An singular loudspeaker on the side of the road was enough to make me turn the car around, retrieve the treasure, and leave behind just the plywood "free" sign as I drove away with fixer-upper of vintage speaker. Three feet tall, and sporting four woofers, a port, and some mystery crossover/loudness adjustment, this worn warrior was a few easy and inexpensive steps away from re-living its glory days:
1) Un-denting the dust caps
2) Re-foaming the woofer
3) Repairing paper cones
In order to complete these steps we need the following materials:
-sewing needle or safety pin
-speaker re-foam kit that fits the woofer in question (I got mine from SpeakerWorks.com http://www.speakerworks.com/foam_surround_sizing_s/63.htm)
-source of cotton fibers (cotton swabs, cotton balls, yarn, or whatever you have)

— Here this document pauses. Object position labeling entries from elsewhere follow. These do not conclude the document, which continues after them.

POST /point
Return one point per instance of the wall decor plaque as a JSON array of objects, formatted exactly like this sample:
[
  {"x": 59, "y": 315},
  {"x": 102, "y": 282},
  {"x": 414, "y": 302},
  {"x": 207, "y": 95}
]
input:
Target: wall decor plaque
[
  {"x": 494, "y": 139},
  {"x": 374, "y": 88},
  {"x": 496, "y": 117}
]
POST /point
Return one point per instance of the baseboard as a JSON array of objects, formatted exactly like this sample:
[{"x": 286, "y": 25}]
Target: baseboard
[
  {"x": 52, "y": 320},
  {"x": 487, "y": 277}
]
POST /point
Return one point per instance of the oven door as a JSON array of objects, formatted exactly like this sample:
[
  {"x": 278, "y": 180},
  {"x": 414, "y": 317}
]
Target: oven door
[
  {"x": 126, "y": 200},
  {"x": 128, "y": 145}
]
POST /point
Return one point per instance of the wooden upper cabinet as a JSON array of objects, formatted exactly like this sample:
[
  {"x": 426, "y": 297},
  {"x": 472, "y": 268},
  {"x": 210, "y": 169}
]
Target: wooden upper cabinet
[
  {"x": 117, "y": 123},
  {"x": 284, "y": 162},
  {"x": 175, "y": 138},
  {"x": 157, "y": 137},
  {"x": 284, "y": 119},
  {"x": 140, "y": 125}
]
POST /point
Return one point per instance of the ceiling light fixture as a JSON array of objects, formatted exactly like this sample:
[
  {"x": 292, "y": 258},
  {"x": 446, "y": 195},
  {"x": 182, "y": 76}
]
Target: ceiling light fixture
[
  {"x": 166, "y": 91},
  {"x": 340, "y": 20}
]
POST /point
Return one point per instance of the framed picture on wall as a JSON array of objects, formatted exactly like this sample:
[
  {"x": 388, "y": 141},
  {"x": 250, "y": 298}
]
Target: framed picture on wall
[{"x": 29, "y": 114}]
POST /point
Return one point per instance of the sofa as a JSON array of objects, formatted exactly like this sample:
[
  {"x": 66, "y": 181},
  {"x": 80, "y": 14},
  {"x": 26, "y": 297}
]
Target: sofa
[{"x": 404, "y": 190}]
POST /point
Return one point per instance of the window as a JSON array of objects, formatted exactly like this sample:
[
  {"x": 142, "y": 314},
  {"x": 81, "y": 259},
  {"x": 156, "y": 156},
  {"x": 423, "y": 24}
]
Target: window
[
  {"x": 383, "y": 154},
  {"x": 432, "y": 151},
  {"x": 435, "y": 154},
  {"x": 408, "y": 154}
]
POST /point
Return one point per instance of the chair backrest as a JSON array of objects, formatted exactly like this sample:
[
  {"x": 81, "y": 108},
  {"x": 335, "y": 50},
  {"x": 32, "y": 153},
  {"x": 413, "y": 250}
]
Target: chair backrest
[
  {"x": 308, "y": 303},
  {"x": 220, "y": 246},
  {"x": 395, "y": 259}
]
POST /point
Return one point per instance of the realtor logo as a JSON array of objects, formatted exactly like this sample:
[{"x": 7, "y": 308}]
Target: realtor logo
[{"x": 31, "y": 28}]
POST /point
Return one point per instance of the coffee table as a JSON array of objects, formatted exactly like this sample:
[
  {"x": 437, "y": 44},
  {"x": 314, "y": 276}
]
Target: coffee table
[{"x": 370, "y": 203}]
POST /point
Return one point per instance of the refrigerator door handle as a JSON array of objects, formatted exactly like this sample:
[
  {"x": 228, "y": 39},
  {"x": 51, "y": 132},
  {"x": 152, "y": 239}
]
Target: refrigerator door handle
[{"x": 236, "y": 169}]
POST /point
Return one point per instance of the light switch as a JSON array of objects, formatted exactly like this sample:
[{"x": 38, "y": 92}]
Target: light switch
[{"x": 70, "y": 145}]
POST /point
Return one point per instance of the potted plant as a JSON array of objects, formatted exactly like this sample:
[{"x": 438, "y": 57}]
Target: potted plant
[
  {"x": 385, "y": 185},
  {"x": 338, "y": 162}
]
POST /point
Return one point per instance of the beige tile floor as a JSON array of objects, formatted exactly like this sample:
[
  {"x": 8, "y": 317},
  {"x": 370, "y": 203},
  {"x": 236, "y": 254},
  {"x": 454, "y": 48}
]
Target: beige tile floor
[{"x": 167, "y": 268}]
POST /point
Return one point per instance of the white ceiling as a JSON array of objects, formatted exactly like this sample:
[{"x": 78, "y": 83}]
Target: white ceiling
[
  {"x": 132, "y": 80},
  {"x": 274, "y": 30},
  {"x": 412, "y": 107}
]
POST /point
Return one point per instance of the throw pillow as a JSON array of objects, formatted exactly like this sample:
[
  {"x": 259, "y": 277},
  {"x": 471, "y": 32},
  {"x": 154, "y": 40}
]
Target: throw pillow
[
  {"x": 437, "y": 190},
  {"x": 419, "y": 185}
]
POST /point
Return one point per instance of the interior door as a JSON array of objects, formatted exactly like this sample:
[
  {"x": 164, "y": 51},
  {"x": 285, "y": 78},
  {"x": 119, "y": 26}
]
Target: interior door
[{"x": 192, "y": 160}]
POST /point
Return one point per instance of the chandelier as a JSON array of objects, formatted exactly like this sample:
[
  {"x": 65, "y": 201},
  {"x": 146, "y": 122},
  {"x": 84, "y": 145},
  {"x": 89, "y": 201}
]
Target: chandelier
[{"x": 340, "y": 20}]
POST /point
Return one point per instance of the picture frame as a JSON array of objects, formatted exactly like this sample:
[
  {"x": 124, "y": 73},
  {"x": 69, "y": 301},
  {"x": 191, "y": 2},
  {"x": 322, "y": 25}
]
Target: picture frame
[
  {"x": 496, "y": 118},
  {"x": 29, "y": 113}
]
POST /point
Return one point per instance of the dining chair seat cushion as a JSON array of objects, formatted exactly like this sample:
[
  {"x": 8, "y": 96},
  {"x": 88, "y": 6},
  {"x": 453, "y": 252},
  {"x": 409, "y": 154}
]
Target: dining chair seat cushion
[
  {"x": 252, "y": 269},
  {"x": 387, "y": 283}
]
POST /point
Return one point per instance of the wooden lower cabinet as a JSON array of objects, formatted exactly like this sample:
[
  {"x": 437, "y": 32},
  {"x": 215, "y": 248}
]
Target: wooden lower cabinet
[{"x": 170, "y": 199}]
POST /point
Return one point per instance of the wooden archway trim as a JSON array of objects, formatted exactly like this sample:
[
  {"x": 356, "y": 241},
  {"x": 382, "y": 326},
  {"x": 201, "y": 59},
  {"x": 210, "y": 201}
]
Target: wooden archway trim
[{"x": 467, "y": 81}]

Step 1: Un-denting the dust caps
The dust cap in the center of the speaker protect the voice coil and motor that drive the speaker, so when a toddler pokes in a dust cap like it was bubble wrap, keep in mind the dust cap is just doing its job and keeping the crucial (and more expensive) parts underneath safe. It is also much easier to un-pop a dust cap than replace a motor structure.
This is where the sewing needle or safety pin comes in handy. Poke the tip of the needle or pin into the dent in the cone, and position the needle sideways so as to allow one to pry/pull the dent out. Using the needle/pin to get inside the cap, one can push out smaller dents and wrinkles.
Alternatively, a vacuum cleaner hose can be carefully placed over the cone, and the vacuum may pull the dents out. This works for larger dust caps.
The dust cap won't look like new, there may still be creases in it and a small pin hole or two, but it will be in much better shape than it was.